DERBY, Kan. (KSNT) — Before November 2020, you could likely find golf buddies Mark Ward and Kenneth Shalue on the green at the Derby Golf & Country Club most days of the week.
The pair of Air Force veterans met years ago on the golf course at McConnell Air Force Base.
On November 2, 2020, the pair were playing on the 12th hole on the Derby course when Ward, 73, dropped his putter.
Shalue asked what was wrong. Ward insisted he was OK.
“He was reaching for it, but he wasn’t getting there,” Shalue remembers.
Shalue asked Ward to lift his arms. One arm came up, the other did not.
“When he looked up at me, the side of his face was all drooped down and his eyes were kind of glassy. I know people say that if you have a stroke, your face droops. But I didn’t realize how dramatic it was,” Shalue said.
Shalue correctly identified that his friend was experiencing a stroke and called 911. An ambulance drove up on the fairway to retrieve Ward.
“When they put him in in the ambulance, I didn’t think I’d see him again,” Shalue admits.
An ambulance took Ward to Ascension Via Christi St. Francis which boasts comprehensive stroke center status, an accreditation that has to be maintained and evaluated every two years. Simply put, the hospital has to have capabilities of providing interventional neuroradiology 24/7 and a system of care that goes from the 911 call all the way through the patient’s rehab after discharge from the hospital.
“Within a half hour I was at St. Francis and their stroke team was going to work on me,” Ward recalls.
With strokes, time is of the essence. Brain cells die with lack of blood flow during a stroke.
“By the time you reach the door of a hospital, and then receive that thrombolytic, or that clot-busting medication, you can save many, many millions of brain cells,” Dr. James Walker, director of stroke and neurocritical care at Ascension Via Christi, said.
Ward estimates he was given the clot-busting medication within an hour of his stroke.
“I’m sure that made a big difference in not being paralyzed,” Ward said.
Only two days later, Ward was recovering at home with the help of his wife and children. Shalue’s quick action likely preserved the quality of life Ward gets to enjoy post-stroke.
“My dad died of a stroke, so it helped make me, you know, just kind of remind myself to be aware,” Shalue said.
The acronym, FAST, has long been used to educate others on identifying stroke.
- F- Facial drooping. Does one side of the face droop? Ask the person to smile, does it appear lopsided?
- A-Arm weakness. Can the person lift both arms?
- S- Speech. Is their speech slurred or hard to understand? Ask a simple question, does their response sound garbled?
- T- Time to call 911. If the person exhibits any of the previous symptoms, call 911 and get them safely to the hospital.
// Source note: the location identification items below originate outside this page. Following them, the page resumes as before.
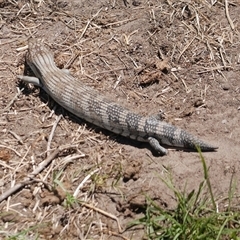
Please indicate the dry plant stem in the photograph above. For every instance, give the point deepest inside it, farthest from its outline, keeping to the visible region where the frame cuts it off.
(228, 16)
(89, 21)
(13, 100)
(105, 214)
(84, 180)
(52, 132)
(40, 168)
(16, 152)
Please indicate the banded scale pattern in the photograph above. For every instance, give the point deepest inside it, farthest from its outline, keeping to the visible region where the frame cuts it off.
(90, 105)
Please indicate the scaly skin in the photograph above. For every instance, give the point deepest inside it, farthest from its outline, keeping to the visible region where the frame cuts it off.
(90, 105)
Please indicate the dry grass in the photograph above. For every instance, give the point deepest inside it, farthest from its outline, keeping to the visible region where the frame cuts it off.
(63, 177)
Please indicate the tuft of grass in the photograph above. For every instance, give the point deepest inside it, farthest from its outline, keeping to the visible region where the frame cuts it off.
(196, 215)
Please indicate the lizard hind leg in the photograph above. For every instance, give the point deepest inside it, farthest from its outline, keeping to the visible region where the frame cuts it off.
(154, 143)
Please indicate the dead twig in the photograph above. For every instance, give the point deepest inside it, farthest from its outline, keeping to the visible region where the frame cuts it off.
(228, 16)
(105, 214)
(39, 169)
(52, 133)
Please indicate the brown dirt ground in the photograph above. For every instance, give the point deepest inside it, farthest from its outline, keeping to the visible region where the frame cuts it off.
(178, 57)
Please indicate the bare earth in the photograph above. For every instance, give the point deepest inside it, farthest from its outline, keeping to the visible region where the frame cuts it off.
(181, 58)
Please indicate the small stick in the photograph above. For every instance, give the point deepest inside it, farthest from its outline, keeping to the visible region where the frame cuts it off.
(84, 180)
(105, 214)
(228, 16)
(52, 133)
(13, 100)
(39, 169)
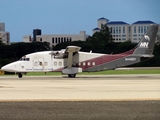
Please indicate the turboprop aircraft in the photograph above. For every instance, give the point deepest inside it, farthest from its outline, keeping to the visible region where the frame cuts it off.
(71, 61)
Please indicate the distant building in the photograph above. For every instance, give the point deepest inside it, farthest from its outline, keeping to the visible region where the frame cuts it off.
(27, 38)
(35, 33)
(122, 31)
(2, 26)
(4, 36)
(55, 39)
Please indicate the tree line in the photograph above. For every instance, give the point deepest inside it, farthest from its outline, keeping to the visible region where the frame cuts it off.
(99, 42)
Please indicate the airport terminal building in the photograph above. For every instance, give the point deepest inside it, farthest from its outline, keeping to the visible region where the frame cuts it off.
(122, 31)
(55, 39)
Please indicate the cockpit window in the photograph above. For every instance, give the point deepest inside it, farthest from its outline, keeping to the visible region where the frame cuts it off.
(24, 59)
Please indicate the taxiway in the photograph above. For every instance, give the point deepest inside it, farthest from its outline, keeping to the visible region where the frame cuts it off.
(81, 88)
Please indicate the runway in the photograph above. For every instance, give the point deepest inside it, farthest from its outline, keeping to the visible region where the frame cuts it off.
(81, 88)
(113, 97)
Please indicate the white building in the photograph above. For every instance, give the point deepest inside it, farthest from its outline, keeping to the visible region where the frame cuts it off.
(55, 39)
(27, 38)
(4, 36)
(122, 31)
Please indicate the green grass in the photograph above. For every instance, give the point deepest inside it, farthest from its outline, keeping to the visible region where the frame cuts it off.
(108, 72)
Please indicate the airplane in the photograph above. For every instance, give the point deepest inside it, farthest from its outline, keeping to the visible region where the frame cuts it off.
(71, 60)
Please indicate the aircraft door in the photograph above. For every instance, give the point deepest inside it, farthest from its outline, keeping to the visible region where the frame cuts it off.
(38, 64)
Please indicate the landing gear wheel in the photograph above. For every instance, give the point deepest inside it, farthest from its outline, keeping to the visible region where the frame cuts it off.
(20, 75)
(72, 75)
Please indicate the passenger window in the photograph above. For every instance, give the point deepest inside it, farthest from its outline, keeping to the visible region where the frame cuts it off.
(60, 63)
(55, 63)
(40, 63)
(45, 63)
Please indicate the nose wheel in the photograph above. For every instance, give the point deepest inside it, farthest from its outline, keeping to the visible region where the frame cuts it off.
(72, 75)
(20, 75)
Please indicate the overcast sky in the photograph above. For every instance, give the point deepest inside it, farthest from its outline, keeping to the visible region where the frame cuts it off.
(71, 16)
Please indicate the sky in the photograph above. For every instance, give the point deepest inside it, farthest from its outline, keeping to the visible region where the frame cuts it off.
(71, 16)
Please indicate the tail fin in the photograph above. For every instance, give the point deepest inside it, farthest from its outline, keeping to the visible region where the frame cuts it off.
(146, 44)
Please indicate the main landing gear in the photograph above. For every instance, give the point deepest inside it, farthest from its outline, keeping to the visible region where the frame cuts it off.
(72, 75)
(20, 75)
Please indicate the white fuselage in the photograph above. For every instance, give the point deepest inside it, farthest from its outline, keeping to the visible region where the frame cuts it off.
(45, 62)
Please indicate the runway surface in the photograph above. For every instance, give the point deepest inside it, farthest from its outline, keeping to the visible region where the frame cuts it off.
(110, 97)
(62, 88)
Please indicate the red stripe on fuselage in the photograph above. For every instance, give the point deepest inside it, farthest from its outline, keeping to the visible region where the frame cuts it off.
(104, 59)
(101, 60)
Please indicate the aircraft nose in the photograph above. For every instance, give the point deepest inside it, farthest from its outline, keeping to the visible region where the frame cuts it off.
(7, 68)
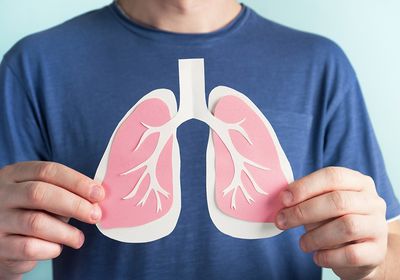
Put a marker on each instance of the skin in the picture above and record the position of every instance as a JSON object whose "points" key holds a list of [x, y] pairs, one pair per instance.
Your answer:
{"points": [[343, 215], [345, 224]]}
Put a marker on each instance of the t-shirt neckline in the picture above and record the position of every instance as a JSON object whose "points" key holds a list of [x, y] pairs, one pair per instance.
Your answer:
{"points": [[182, 38]]}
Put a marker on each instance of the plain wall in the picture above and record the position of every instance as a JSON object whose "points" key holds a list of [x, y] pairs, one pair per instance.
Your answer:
{"points": [[368, 31]]}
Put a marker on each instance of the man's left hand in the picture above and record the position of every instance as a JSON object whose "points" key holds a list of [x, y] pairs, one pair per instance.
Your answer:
{"points": [[344, 219]]}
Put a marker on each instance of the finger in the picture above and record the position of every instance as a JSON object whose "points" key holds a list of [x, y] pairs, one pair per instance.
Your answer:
{"points": [[16, 247], [345, 229], [309, 227], [326, 180], [44, 196], [15, 267], [41, 225], [353, 255], [59, 175], [327, 206]]}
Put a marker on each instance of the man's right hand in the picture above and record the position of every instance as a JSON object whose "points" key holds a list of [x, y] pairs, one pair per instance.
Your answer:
{"points": [[36, 201]]}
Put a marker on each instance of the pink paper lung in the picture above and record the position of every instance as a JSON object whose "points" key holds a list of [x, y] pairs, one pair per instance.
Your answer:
{"points": [[119, 212], [264, 150]]}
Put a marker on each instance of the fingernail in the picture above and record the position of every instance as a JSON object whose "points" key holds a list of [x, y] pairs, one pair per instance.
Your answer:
{"points": [[96, 213], [81, 239], [96, 193], [287, 198], [281, 220]]}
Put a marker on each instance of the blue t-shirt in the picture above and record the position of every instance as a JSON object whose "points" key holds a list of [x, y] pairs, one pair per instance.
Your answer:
{"points": [[64, 90]]}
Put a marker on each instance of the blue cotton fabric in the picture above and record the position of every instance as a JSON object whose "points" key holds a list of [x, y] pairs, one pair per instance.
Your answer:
{"points": [[64, 90]]}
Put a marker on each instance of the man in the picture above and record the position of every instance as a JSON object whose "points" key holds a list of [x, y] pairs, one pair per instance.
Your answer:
{"points": [[64, 90]]}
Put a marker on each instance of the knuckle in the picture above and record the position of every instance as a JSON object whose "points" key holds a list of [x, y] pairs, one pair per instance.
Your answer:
{"points": [[78, 207], [334, 175], [298, 212], [29, 249], [352, 255], [35, 223], [36, 193], [313, 242], [58, 252], [47, 170], [349, 226], [18, 267], [339, 201]]}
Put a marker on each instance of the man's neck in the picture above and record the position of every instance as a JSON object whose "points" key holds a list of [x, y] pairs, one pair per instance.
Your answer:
{"points": [[182, 16]]}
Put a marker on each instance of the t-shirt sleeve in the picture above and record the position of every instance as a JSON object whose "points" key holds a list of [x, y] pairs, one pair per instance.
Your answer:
{"points": [[350, 142], [21, 132]]}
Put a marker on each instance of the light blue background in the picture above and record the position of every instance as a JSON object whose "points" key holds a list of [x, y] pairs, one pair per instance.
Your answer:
{"points": [[368, 31]]}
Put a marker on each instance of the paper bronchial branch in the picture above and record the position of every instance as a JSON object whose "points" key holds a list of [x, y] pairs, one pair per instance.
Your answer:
{"points": [[193, 105]]}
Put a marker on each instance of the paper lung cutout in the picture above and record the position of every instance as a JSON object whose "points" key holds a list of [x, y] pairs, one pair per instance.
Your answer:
{"points": [[246, 166]]}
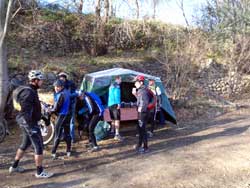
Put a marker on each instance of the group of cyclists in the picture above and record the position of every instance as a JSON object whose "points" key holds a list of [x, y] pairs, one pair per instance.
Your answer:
{"points": [[89, 110]]}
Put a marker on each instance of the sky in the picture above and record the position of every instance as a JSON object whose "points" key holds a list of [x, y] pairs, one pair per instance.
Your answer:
{"points": [[168, 11]]}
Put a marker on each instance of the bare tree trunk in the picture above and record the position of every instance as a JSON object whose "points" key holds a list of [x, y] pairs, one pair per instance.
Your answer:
{"points": [[80, 7], [4, 13], [181, 5], [137, 9], [106, 7], [98, 9], [154, 8]]}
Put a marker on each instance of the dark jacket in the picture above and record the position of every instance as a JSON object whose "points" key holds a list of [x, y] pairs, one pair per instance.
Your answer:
{"points": [[62, 103], [30, 106], [69, 85], [143, 98]]}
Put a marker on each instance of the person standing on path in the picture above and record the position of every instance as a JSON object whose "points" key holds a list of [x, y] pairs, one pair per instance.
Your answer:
{"points": [[114, 105], [29, 114]]}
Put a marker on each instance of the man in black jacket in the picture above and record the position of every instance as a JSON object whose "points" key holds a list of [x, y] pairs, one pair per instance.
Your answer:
{"points": [[27, 118], [142, 96], [70, 85]]}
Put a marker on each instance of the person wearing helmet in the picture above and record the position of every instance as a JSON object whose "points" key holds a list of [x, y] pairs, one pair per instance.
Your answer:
{"points": [[153, 112], [142, 109], [27, 118], [114, 104], [69, 85], [61, 109]]}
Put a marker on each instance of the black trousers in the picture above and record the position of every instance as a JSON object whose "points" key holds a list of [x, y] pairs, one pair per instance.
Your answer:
{"points": [[62, 127], [32, 136], [141, 127], [152, 118], [94, 119]]}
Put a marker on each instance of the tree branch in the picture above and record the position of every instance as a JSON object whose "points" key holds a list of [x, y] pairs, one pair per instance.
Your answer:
{"points": [[6, 22]]}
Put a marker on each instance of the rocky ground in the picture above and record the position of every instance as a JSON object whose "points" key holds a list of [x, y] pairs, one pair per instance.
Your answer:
{"points": [[199, 154]]}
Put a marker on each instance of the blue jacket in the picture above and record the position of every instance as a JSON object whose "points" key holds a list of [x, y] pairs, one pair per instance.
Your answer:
{"points": [[114, 94], [62, 102], [94, 103]]}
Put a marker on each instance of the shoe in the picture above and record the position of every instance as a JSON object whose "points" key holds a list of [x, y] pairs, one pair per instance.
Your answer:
{"points": [[88, 145], [112, 133], [54, 156], [118, 137], [150, 134], [143, 150], [136, 147], [68, 154], [44, 174], [17, 169], [93, 149]]}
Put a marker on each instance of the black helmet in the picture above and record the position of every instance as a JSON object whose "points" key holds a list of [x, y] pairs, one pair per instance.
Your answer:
{"points": [[58, 83], [15, 82], [63, 74]]}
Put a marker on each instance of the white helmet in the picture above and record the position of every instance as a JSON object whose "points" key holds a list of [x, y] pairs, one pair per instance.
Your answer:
{"points": [[35, 74]]}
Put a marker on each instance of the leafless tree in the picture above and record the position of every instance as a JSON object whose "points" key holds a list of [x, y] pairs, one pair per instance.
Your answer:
{"points": [[180, 3], [137, 9], [106, 8], [5, 14]]}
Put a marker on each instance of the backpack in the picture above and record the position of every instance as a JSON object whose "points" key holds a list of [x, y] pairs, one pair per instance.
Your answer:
{"points": [[97, 100], [102, 130], [152, 99], [16, 93]]}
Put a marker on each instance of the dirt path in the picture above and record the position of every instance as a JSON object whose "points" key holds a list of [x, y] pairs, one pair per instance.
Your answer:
{"points": [[214, 154]]}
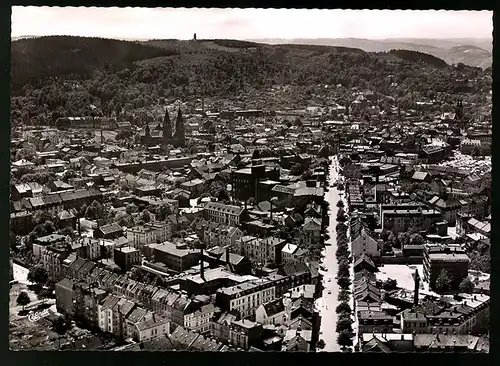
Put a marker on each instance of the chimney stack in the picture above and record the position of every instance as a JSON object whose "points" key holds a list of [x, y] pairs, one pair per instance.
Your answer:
{"points": [[202, 265], [417, 287], [228, 262]]}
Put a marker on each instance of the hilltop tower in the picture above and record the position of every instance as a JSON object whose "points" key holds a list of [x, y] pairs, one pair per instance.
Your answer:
{"points": [[167, 131], [180, 132]]}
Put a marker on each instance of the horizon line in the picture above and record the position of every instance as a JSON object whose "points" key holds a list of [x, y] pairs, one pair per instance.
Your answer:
{"points": [[245, 39]]}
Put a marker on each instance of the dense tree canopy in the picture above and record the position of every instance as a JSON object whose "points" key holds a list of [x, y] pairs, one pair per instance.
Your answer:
{"points": [[91, 76]]}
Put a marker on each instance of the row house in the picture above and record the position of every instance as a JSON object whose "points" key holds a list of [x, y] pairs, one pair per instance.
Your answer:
{"points": [[220, 326], [226, 214], [52, 257], [403, 219], [149, 233], [222, 235], [469, 225], [468, 315], [448, 208], [452, 259], [291, 254], [311, 231], [246, 297], [263, 250], [200, 320]]}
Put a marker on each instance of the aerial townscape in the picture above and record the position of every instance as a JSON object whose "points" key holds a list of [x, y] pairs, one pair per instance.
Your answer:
{"points": [[223, 195]]}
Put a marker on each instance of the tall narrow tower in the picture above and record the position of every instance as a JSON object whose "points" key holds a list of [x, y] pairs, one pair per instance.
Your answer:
{"points": [[167, 131], [180, 133]]}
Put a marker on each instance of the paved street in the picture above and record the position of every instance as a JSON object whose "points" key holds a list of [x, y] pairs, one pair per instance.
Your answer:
{"points": [[328, 302]]}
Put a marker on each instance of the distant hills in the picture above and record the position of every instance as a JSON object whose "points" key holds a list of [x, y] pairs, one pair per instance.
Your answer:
{"points": [[68, 74], [470, 51]]}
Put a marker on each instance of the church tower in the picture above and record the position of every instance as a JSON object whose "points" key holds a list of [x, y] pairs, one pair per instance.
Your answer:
{"points": [[167, 131], [180, 133]]}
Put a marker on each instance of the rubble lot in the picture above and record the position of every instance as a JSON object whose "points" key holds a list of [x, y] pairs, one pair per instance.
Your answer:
{"points": [[40, 336], [14, 292], [27, 335]]}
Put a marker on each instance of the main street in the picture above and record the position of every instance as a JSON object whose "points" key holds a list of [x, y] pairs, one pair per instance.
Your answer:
{"points": [[20, 273], [328, 302]]}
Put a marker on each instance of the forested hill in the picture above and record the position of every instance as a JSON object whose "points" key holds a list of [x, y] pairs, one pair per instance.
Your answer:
{"points": [[415, 56], [34, 59], [77, 76]]}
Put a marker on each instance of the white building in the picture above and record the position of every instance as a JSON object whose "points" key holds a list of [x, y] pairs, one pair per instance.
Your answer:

Recently, “BE” was added to the front of the acronym to assess the person’s balance and eyes.
“Strokes can occur in different locations of the brain. So if you get a stroke in what we refer to as the posterior circulation, you can have signs that maybe aren’t as evident as the typical signs of a stroke,” Dr. Walker said.
Six months since his stroke, Ward goes to speech and physical therapy. He’s had to slow down his golf game and other active hobbies, like training a young German Shepherd dog.
The Toby Keith song, “Don’t Let the Old Man In” played at the end of the Clint Eastwood film, “The Mule” serves as Ward’s mantra in his stroke recovery.
“And I knew all of my life
That someday it would end
Get up and go outside
Don’t let the old man in.”
Ward and Shalue still golf together, although less often. Ward is focusing on his lower-impact hobbies, like playing the guitar. He learned the chords for “Don’t Let the Old Man In” and even performed it for friends and family at a gathering.